Landshuter Allee:Neue Blitzer für den Umweltschutz

Blitzer, Messanlage, Mess-kabine an der Landshuter Allee

Einer der neuen Blitzer an der Landshuter Allee.

(Foto: Florian Peljak)
  • Ab Montag sollten Autofahrer auf der Landshuter Allee nicht zu viel Gas geben: Die Polizei nimmt dort vier neue Blitzer in Betrieb.
  • In der Testphase der neuen Anlagen sind laut Polizei die Zahlen der Unfälle und Raser zurückgegangen.
  • Grund für die neuen Blitzer ist das erst neu eingeführte Tempolimit von 50 Stundenkilometern.

Von Martin Bernstein

Am Montag um zehn Uhr macht die Polizei ernst: Dann werden die vier neuen stationären Geschwindigkeitsmessanlagen in der Landshuter Allee scharf geschaltet.
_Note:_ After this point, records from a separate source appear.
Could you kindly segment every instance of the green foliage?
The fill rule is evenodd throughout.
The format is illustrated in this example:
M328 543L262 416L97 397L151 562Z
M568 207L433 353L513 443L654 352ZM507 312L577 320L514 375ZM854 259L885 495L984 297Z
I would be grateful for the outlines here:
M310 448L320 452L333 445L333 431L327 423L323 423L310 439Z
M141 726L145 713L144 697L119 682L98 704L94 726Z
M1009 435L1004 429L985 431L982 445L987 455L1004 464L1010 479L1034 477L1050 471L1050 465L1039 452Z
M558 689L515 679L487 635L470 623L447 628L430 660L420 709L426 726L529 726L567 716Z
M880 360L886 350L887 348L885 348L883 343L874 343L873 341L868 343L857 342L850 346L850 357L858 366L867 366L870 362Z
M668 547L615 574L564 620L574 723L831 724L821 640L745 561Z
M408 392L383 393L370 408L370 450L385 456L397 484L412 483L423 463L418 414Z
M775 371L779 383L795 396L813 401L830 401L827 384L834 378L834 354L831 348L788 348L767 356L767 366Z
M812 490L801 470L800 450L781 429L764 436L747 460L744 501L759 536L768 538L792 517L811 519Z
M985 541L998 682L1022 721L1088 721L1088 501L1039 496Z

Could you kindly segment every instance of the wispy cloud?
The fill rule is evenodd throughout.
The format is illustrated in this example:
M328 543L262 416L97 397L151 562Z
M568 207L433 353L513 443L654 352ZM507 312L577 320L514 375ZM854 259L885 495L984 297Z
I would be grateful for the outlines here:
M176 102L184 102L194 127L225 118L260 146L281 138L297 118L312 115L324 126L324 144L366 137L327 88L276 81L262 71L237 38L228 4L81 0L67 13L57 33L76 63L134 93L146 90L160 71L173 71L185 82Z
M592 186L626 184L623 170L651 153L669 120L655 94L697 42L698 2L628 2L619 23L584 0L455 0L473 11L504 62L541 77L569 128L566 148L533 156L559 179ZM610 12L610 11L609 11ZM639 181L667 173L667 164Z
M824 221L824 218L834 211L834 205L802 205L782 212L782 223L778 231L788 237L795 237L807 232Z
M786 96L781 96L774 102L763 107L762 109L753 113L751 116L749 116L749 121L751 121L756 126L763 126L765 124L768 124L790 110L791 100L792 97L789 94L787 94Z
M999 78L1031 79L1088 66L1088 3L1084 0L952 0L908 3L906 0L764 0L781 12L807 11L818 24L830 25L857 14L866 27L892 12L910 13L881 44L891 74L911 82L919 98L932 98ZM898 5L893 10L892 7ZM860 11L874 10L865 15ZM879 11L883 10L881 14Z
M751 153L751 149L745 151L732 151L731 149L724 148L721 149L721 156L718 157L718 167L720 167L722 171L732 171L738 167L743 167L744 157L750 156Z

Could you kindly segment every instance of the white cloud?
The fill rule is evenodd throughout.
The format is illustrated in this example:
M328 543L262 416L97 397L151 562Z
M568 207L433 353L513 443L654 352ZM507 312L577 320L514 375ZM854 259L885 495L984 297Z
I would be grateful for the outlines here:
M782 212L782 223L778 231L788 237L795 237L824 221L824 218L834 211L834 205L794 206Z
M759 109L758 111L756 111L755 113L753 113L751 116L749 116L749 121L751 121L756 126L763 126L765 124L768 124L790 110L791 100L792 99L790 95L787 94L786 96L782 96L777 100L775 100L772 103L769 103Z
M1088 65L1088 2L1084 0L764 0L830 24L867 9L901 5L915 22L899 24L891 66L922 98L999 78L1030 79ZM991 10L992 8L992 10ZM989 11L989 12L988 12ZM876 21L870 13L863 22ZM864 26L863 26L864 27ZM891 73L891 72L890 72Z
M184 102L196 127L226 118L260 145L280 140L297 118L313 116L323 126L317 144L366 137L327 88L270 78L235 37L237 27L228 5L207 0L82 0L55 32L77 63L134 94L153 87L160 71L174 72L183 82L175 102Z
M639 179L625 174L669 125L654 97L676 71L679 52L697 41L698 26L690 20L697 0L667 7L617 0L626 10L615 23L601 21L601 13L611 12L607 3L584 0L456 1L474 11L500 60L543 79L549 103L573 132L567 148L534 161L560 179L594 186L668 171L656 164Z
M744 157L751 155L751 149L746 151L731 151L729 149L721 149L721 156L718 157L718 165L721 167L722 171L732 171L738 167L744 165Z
Wer künftig dort schneller als 50 Stundenkilometer fährt und damit sowohl die Verkehrssicherheit als auch die städtischen Bemühungen um sauberere Luft torpediert, sieht zunächst einen roten Blitz - und einige Zeit später einen Bußgeldbescheid im Briefkasten.

Ein halbes Jahr dauerte die Vorbereitung. Im Januar startete die Polizei eine 22-tägige Testreihe. Etwa 1,2 Millionen Fahrzeuge passierten in dieser Zeit die Landshuter Allee. Etwas mehr als 5000 davon waren zu schnell unterwegs - also nur etwa 0,43 Prozent. Bei Radarkontrollen kommt die Polizei üblicherweise auf eine Übeltäterquote von mehr als drei Prozent. Für Polizeidirektor Andreas Schaumaier ist das ein Hinweis darauf, dass die Blitzer an der Landshuter Allee ihren Sinn erfüllen.

Auch die Unfallzahlen an dieser Stelle sind, seitdem die Kästen aufgestellt sind, deutlich zurückgegangen, die Zahl der Unfälle mit Personenschaden sogar um ein Drittel. Schaumaier sagt: "Der Umweltgedanke und die Verkehrssicherheit gehen hier Hand in Hand." Daher soll auch das Umfeld des künftigen Kiesselbach-Tunnels derart überwacht werden.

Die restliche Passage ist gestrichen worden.